Primary Care Providers: Geographic, customer, condition-based populations
Primary care may very well have the hardest problem in defining population.  The typical method is empanelment--a list of patients who are supposed to under care of a given doctor.  This sounds great, but it is a particularly challenging instance of the list problem.  Patients may "establish care," but do they continue?  Do they have to break up with their primary doctor formally?  If they change insurance, change jobs or move away does the primary care physician ever get notified?  Formal empanelment via HMOs has been tried, but is arguably less effective and often rejected as too controlling.  Attribution methods are used (patient saw Dr. X. for 2 visits and Dr. Y for 1 visit, therefore they are a Dr. X patient, even when the last visit was a "switch" to Dr. Y).   

Most Primary Care practices that successfully solve this problem do it through payment reform of some kind-- HMO attribution, concierge and/or Direct Primary care customer relationship, health plan style enrollment/dis-enrollment, limiting eligibility to membership in certain organizations (employers, Medicare, etc.).  

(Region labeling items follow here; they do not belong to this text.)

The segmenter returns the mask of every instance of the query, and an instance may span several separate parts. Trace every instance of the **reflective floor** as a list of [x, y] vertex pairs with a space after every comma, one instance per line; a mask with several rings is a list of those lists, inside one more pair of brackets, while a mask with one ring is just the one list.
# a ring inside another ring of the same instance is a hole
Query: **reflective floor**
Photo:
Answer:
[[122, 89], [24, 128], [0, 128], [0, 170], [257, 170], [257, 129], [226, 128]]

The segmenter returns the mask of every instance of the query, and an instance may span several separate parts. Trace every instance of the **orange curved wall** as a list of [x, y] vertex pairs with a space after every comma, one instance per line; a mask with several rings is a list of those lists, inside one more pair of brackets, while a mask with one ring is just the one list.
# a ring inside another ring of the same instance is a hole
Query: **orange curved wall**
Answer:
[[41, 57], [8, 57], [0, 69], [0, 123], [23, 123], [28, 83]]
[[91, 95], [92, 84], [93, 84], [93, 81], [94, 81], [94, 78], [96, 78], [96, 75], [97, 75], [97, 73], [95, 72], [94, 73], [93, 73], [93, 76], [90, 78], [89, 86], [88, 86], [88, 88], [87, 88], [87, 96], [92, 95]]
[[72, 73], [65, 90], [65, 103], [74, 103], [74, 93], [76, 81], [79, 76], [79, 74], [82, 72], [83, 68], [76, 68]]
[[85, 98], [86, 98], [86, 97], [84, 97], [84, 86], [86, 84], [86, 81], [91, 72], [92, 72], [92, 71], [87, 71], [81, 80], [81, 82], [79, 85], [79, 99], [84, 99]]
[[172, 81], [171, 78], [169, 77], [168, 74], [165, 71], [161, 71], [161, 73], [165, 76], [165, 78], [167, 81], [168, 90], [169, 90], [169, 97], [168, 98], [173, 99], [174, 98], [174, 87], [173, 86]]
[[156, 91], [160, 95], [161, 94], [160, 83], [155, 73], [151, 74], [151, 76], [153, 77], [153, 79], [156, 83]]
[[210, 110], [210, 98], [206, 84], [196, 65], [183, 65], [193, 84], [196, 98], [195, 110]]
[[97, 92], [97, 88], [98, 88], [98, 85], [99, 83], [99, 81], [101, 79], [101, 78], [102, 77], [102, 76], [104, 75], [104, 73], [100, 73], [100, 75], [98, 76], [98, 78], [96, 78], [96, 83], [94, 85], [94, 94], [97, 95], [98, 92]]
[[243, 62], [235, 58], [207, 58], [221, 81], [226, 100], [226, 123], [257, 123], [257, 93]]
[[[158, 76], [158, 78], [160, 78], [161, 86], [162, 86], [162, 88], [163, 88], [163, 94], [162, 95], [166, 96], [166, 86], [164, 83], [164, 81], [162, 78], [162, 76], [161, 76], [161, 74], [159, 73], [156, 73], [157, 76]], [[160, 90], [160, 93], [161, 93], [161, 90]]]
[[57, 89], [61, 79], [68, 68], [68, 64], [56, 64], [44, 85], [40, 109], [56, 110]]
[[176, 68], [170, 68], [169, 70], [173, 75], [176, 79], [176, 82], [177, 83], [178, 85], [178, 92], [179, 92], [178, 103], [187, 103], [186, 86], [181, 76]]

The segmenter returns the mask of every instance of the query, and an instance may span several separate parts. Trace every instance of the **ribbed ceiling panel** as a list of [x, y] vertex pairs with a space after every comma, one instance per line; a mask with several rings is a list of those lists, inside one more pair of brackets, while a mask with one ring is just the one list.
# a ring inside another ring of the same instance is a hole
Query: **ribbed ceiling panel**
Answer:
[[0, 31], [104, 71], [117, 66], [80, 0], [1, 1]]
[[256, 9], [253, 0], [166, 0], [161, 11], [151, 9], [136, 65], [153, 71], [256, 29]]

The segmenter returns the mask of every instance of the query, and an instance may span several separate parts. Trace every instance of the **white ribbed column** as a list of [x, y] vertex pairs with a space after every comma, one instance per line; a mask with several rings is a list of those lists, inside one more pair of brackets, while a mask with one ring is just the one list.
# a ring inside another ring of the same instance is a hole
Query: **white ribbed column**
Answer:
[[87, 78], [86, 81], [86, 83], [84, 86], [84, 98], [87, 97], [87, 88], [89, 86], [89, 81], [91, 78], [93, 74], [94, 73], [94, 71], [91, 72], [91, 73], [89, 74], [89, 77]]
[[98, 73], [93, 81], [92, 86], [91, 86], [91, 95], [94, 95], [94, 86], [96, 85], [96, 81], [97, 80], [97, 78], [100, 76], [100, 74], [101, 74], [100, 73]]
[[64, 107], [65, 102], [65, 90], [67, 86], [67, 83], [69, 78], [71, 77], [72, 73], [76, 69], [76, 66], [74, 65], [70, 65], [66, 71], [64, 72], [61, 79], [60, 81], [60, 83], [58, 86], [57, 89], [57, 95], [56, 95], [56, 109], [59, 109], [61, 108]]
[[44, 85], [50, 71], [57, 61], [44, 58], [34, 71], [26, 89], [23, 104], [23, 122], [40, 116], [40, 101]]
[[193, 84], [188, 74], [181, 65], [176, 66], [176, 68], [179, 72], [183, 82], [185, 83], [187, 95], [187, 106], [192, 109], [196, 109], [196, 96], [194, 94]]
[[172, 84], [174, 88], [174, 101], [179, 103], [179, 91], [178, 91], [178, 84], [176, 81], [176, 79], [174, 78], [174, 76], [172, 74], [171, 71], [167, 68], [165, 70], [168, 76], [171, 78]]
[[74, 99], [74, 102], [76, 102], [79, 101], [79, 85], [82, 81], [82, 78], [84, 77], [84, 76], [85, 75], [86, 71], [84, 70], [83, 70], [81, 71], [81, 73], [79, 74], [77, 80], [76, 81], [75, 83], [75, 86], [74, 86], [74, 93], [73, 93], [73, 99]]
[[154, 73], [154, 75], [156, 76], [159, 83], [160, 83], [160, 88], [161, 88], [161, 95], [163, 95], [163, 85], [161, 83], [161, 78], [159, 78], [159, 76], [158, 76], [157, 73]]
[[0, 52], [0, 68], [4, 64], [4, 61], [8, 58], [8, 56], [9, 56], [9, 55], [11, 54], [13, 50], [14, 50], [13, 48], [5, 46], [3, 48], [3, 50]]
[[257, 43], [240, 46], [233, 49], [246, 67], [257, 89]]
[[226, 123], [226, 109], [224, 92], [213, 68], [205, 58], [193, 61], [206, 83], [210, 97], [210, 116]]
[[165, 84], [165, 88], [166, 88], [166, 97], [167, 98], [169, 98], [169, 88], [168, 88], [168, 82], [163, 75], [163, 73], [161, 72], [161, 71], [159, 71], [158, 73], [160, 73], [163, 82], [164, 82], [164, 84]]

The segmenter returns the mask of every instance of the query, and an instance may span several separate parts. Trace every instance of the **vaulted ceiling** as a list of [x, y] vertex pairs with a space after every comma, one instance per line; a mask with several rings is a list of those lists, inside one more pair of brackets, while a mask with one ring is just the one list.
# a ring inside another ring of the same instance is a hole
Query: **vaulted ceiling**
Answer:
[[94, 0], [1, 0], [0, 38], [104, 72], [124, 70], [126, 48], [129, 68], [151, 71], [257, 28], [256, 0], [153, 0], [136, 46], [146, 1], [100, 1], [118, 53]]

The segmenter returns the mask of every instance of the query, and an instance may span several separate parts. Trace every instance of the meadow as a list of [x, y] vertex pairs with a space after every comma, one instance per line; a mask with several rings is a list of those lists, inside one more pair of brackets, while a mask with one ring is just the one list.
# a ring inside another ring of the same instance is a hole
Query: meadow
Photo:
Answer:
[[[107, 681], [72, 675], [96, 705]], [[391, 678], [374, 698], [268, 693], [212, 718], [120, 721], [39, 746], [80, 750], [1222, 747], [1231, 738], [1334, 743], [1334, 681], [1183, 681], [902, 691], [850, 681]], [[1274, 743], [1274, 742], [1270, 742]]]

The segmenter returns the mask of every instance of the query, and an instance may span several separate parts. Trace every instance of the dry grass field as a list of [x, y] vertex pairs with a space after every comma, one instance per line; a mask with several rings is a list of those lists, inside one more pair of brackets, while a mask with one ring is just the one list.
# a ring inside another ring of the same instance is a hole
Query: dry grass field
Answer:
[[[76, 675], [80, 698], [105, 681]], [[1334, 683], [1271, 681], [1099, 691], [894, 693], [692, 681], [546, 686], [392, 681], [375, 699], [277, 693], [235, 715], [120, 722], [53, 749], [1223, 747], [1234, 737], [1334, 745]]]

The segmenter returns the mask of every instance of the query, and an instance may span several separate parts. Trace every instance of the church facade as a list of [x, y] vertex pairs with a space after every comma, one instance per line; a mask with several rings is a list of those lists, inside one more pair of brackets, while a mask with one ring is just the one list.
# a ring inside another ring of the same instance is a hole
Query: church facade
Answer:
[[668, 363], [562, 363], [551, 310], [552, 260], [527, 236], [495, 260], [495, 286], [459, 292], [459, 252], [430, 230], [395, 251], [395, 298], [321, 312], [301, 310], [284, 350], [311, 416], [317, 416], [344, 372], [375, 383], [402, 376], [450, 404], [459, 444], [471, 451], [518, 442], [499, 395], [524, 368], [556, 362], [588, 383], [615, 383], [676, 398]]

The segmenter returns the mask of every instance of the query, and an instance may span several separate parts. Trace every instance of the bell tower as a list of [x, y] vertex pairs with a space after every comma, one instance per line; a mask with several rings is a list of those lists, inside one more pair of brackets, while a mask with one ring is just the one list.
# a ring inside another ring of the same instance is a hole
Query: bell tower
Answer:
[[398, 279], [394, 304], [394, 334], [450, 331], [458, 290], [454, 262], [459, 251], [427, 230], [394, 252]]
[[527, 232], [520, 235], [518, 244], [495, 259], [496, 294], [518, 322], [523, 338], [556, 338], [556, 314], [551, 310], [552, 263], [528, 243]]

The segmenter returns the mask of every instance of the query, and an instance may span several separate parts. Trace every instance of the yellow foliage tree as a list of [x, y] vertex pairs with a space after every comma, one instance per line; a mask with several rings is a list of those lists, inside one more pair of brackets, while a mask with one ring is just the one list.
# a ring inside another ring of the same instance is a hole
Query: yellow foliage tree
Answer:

Even without knowing your population for sure, primary care offices can go a long way to determine prevalence of disease and geographic needs.  Preparing for common conditions and community engagement outside the practice may be the only way practices can manage their population. It may mean that the measurement end is weak, that it is hard to prove interventions work, but healthy patients do not need you to prove that you helped them, only that they are helped.

Do not give up! There is a way to get your arms around your population somehow and doing so will allow you to become far more effective in caring for your patients.


1 comment:

Jed Constantz said...

Dr. Schutzbank,
Empowering primary care to engage in true population health is what many of us are working on, frankly to prove it can and should be done. Our organization is focused on teaching self-funded employers the value of direct investment in community based primary care. Through this investment, the business proposition is primary care will be able to build primary care teams able to engage in a form of "customer relationship management" (or CRM) designed for primary care. This CRM is charged with the responsibility of keeping track of individual patient issues and needs in an efficient and effective manner to support the PCPs clinical decision making - one patient at time. Moreover, these teams are able to track and report outcomes that clearly demonstrate the value of such high performing primary care. Exactly what our employer clients look for to justify their investment in primary care is delivering a meaningful return.